We use Tamagotchis, the late ’90s popular virtual pet as an example. In some Tamagotchis, if you take care of the pet, it grows into an adult and partners with another Tamagotchi. Then it leaves you and you get a new one. For people who are emotionally wrapped up in caring for their Tamagotchis, that narrative of maturing into independence is a fairly positive one.

Embodied companions like desktop devices, robots, or toys are becoming more common. How might that change AI companions?

Knox: Robotics at this point is a harder problem than creating a compelling chatbot. So, my sense is that the level of uptake for embodied companions won’t be as high in the coming few years. The embodied AI companions that I’m aware of are mostly toys.

A potential advantage of an embodied AI companion is that physical location makes it less ever-present. In contrast, screen-based AI companions like chatbots are as present as the screens they live on. So if they’re trained similarly to social media to maximize engagement, they could be very addictive. There’s something appealing, at least in that respect, of having a physical companion that stays roughly where you left it last.

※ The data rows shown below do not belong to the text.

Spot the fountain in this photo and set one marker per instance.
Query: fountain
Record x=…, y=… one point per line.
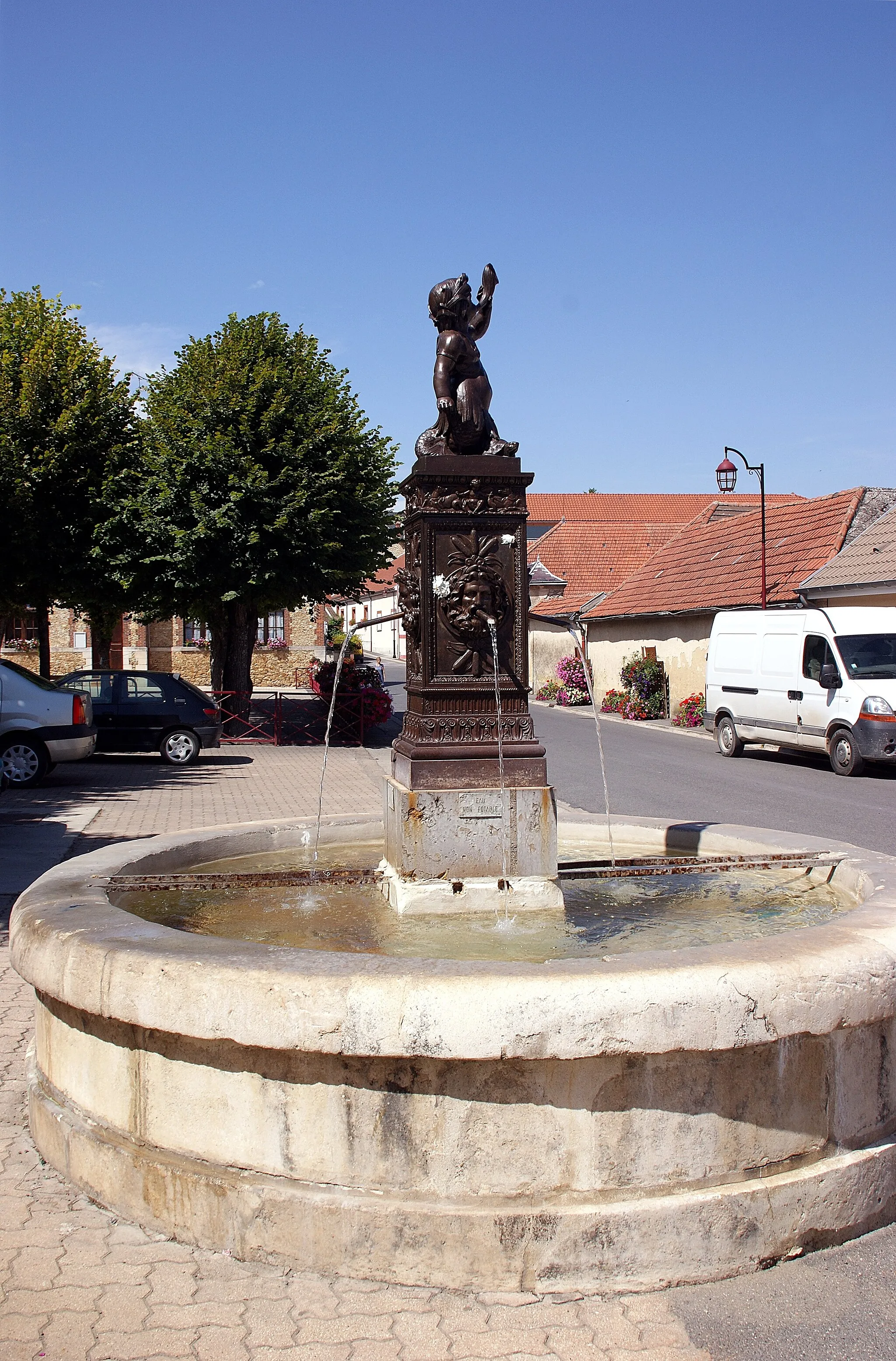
x=460, y=1044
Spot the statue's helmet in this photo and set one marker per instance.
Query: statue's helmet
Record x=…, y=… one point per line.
x=445, y=300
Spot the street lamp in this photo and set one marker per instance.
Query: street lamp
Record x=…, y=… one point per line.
x=727, y=478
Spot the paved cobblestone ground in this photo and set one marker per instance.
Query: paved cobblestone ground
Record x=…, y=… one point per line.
x=79, y=1285
x=140, y=796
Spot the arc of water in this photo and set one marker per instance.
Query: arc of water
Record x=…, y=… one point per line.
x=600, y=744
x=327, y=737
x=493, y=629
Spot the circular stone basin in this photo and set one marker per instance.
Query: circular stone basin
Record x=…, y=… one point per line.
x=602, y=918
x=640, y=1112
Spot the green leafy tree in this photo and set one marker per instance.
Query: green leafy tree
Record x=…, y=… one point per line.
x=68, y=425
x=262, y=486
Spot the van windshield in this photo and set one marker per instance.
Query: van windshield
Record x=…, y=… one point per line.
x=869, y=656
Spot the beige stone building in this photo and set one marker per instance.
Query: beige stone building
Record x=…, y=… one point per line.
x=667, y=606
x=287, y=643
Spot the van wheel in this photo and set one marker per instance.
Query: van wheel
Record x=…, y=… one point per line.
x=727, y=738
x=846, y=757
x=24, y=763
x=180, y=747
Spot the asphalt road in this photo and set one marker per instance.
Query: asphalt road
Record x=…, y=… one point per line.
x=833, y=1306
x=656, y=772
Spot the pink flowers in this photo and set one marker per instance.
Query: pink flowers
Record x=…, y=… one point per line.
x=691, y=712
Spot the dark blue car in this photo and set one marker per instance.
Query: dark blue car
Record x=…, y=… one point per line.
x=149, y=711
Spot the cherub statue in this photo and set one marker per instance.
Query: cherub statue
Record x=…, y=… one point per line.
x=463, y=391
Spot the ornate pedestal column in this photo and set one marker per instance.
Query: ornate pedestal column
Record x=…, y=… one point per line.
x=452, y=831
x=471, y=821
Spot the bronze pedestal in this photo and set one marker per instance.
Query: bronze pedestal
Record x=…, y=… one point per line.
x=466, y=545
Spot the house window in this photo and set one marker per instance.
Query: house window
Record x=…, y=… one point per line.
x=271, y=627
x=25, y=628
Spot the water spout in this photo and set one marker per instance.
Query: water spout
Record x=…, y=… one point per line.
x=600, y=744
x=504, y=887
x=327, y=735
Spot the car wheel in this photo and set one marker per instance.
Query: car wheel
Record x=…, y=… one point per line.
x=846, y=757
x=180, y=747
x=25, y=763
x=727, y=738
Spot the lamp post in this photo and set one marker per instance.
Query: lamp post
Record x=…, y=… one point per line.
x=727, y=478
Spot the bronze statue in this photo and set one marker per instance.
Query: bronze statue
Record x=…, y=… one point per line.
x=462, y=384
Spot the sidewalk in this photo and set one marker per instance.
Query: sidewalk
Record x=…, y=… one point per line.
x=78, y=1285
x=585, y=711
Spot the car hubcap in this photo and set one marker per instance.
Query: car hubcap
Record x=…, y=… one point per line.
x=20, y=764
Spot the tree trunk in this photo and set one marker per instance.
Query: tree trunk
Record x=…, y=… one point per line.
x=42, y=618
x=102, y=627
x=233, y=643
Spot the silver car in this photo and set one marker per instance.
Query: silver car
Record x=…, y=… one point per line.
x=40, y=725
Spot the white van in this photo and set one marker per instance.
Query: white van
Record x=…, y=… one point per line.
x=813, y=680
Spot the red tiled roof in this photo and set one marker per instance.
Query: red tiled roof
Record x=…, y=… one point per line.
x=595, y=556
x=717, y=567
x=634, y=507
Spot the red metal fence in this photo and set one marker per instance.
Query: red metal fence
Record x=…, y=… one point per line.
x=282, y=720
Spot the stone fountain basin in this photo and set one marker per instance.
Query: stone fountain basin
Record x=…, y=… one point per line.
x=630, y=1123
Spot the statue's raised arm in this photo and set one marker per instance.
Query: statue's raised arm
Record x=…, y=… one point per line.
x=483, y=313
x=462, y=384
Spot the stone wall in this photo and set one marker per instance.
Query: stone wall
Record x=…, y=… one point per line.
x=275, y=667
x=64, y=656
x=682, y=645
x=547, y=644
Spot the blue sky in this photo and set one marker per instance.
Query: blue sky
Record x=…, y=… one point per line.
x=690, y=207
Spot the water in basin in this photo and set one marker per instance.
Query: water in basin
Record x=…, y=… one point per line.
x=602, y=918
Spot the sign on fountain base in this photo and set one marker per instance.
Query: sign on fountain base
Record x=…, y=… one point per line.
x=449, y=850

Brad Knox posing with a humanoid and small owl-like robot. Knox poses with the Nexi and Dragonbot robots during his postdoc at MIT in 2014.Paula Aguilera and Jonathan Williams/MIT

Anything else you’d like to mention?

Knox: There are two other traits I think would be worth touching upon.

Potentially the largest harm right now is related to the trait of high attachment anxiety—basically jealous, needy AI companions. I can understand the desire to make a wide range of different characters—including possessive ones—but I think this is one of the easier issues to fix. When people see this trait in AI companions, I hope they will be quick to call it out as an immoral thing to put in front of people, something that’s going to discourage them from interacting with others.

Additionally, if an AI comes with limited ability to interact with groups of people, that itself can push its users to interact with people less. If you have a human friend, in general there’s nothing stopping you from having a group interaction. But if your AI companion can’t understand when multiple people are talking to it and it can’t remember different things about different people, then you’ll likely avoid group interaction with your AI companion. To some degree it’s more of a technical challenge outside of the core behavioral AI. But this capability is something I think should be really prioritized if we’re going to try to avoid AI companions competing with human relationships.